Karena kabar mengejutkan terdeteksi hasil SWAB 9 warga teridentifikasi Covid-19. Upaya apa saja yang telah dilakukan Polri guna membantu mensosialisasikan tentang penerapan New Normal pada warga. Hingga apa yang menjadi harapan kita semua yakni menciptakan Keamanan dan ketertiban masyarakat yang kondusif mampu mendorong masyarakat untuk semakin produktif tercapai sesuai harapan Bhayangkara dan tentunya kita semua.

Terlalu banyak permasalahan yang mencuat karena kondisi tekanan dari berbagai pemberitaan yang meluas di masyarakat menimbulkan kepanikan dan tingginya angka kriminalitas yang dilakukan, tidak saja oleh pelaku baru namun juga oleh pelaku lama yang pada masa pandemi seluruh tahanan Lapas dipulangkan dengan alasan demi memperkecil perluasan penyebaran Covid-19.

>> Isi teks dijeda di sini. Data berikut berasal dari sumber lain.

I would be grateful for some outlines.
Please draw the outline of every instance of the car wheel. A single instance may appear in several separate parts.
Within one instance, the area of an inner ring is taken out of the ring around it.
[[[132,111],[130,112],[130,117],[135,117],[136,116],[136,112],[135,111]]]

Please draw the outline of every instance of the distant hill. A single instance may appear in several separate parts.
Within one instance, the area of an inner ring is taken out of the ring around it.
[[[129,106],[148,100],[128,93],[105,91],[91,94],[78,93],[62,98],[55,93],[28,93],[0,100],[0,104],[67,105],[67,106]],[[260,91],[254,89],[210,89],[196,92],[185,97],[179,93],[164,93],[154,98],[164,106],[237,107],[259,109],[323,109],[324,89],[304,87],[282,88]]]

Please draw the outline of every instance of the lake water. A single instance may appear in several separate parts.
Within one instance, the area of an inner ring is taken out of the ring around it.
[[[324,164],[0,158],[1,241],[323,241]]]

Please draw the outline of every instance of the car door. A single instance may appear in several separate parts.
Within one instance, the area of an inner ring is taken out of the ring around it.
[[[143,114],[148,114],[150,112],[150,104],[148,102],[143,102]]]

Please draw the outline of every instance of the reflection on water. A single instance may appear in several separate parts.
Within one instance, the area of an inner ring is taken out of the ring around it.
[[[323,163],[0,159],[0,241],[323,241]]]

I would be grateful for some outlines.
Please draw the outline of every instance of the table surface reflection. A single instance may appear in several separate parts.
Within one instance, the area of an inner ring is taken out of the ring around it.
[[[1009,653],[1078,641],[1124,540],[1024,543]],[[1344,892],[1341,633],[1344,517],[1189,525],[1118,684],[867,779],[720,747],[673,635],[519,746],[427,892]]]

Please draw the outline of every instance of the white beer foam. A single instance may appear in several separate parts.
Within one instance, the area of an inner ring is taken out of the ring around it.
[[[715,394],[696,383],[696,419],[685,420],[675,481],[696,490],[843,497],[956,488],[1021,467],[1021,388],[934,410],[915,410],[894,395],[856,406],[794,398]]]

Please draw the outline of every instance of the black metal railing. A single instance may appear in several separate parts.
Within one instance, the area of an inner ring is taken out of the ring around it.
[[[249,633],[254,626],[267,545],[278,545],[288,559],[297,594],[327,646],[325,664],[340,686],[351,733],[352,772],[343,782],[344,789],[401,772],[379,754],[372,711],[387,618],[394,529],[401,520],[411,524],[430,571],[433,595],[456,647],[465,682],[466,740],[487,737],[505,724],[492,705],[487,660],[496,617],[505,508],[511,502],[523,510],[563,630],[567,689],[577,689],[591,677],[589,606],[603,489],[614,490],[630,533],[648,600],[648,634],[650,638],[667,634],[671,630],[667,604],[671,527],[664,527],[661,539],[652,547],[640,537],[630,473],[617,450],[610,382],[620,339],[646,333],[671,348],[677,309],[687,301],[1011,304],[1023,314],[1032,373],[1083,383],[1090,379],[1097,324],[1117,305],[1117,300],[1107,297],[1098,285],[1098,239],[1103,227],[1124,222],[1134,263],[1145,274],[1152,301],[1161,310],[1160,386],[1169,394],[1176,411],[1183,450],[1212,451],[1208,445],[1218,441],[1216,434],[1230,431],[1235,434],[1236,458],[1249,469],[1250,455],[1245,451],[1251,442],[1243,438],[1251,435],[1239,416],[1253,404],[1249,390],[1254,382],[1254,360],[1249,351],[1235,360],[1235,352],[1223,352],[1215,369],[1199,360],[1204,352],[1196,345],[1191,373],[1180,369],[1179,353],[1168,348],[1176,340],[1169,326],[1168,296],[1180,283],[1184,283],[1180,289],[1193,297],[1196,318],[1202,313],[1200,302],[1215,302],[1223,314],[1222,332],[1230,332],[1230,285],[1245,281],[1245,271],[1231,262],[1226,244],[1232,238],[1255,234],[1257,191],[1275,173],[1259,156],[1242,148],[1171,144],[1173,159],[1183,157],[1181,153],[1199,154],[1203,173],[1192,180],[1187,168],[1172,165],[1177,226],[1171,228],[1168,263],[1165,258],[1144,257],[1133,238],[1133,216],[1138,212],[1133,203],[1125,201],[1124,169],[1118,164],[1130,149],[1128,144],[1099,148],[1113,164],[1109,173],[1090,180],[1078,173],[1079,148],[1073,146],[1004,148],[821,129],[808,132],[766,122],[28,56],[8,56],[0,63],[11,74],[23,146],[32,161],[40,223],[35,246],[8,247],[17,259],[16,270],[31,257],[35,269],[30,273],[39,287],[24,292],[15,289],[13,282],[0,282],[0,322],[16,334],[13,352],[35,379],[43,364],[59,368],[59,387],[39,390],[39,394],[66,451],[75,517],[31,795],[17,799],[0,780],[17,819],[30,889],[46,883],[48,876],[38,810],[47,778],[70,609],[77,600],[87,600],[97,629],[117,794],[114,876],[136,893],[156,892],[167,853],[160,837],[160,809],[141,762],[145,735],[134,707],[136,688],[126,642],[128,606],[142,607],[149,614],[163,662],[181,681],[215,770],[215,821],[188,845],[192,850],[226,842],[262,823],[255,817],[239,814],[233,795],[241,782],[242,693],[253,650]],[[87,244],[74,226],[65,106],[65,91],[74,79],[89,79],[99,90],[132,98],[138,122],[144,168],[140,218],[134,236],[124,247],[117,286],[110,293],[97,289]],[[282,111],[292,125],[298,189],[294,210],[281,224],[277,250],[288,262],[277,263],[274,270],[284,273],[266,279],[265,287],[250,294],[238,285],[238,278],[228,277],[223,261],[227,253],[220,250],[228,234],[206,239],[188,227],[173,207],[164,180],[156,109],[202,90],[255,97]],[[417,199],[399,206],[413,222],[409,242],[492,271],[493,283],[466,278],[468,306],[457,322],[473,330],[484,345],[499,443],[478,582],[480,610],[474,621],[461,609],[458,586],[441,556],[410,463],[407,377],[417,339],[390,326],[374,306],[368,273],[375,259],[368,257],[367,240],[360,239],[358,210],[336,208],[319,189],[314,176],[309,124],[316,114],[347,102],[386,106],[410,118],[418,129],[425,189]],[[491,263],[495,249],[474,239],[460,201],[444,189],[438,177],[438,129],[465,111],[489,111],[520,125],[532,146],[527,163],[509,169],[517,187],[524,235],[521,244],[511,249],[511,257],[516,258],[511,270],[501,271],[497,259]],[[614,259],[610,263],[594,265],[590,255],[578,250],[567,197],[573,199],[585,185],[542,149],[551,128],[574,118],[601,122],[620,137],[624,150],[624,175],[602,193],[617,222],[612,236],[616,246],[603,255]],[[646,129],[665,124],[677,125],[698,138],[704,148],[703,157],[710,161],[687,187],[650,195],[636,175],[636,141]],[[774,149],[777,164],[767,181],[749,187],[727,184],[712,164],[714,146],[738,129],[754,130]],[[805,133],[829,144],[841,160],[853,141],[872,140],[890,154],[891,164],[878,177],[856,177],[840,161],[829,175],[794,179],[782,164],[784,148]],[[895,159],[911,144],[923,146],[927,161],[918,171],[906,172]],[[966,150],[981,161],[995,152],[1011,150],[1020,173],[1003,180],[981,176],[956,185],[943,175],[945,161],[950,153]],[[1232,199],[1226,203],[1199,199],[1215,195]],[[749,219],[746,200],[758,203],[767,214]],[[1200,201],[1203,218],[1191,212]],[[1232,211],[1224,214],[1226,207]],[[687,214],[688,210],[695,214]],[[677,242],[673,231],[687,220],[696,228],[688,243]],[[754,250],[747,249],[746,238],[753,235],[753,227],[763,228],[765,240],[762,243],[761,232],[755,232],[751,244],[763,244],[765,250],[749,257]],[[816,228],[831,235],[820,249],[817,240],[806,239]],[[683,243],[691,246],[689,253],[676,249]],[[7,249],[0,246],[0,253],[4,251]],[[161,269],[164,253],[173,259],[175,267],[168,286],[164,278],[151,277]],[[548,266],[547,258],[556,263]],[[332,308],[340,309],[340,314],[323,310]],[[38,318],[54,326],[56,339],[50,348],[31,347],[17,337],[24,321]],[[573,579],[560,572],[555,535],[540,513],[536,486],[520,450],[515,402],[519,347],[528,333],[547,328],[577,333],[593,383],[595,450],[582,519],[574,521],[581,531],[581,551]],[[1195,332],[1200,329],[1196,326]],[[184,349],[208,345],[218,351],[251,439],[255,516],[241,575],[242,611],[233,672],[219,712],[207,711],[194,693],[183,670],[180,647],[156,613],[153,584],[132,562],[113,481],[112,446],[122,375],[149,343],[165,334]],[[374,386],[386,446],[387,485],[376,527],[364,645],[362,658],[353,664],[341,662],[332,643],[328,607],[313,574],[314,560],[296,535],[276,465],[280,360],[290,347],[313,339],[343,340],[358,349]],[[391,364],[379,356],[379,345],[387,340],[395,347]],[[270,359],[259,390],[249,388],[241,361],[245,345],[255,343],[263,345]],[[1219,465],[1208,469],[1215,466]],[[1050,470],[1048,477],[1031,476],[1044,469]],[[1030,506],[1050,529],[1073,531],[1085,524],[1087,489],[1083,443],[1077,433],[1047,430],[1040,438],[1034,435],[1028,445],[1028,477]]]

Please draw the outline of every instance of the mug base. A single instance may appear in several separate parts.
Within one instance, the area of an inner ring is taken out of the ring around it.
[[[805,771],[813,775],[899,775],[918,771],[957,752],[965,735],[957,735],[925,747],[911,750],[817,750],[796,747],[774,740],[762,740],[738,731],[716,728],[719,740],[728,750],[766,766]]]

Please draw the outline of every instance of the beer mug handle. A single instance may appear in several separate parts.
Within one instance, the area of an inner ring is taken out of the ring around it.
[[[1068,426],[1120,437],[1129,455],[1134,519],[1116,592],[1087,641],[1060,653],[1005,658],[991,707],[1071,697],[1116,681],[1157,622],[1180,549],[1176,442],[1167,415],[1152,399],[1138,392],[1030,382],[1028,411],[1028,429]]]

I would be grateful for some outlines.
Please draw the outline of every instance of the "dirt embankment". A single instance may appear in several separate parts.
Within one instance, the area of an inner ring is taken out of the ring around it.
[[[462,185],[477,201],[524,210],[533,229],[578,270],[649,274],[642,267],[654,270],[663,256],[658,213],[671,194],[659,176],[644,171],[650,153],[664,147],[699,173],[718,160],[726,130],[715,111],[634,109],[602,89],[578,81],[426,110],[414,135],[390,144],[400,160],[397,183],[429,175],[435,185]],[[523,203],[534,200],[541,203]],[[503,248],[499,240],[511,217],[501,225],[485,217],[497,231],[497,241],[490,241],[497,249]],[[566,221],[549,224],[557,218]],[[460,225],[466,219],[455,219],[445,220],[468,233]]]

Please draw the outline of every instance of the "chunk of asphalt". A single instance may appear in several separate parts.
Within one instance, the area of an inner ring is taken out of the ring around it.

Namun yang terjadi justru sebaliknya karena beberapa pelaku tindak kriminal tersebut mengalami kesulitan terutama masalah ekonomi. Hingga melakukan kembali tindak kejahatan yang sama.Belum lagi problem lain yakni meningkatnya angka pengguna narkoba dari kalangan anak-anak dan remaja hingga tokoh eksclusive yang seharusnya menjadi contoh yang baik namun justru menyeret dengan berlaku sama yakni pengguna narkoba.

Namun demikian tentunya beberapa upaya polri dalam mengayomi masyarakat juga ditunjukkan dengan salah satunya yaitu ikut membantu dalam pendistribusian bantuan saat pandemi terjadi, juga melakukan patroli rutin diseluruh titik yang ada terutama dizona-zona kritis. Terlepas dari isu tentang aktifnya beberapa anggota kepolisian disejumlah institusi seperti yang disorot Kontras (Komisi Orang Hilang dan Korban Tindak Kekerasan).

Sebagai pengingat tentunya untuk Polri sendiri agar terhindar dari konflik kepentingan dan netralitas dalam menjalankan fungsi-fungsinya baik sebagai polisi maupun pejabat pada organisasi diluar struktur kepolisian.

Seiring bertambahnya usia kita semua berharap Kepolisian Republik Indonesia beserta jajarannya akan selalu menjadi pengayom masyarakat dan menjadi pelindung dari segala bentuk upaya kerusakan Negara Kesatuan Republik Indonesia.

Jayalah Bhayangkara mari wujudkan harapan dengan menciptakan “Kamtibmas Kondusif Masyarakat Semakin Produktif ”. semoga.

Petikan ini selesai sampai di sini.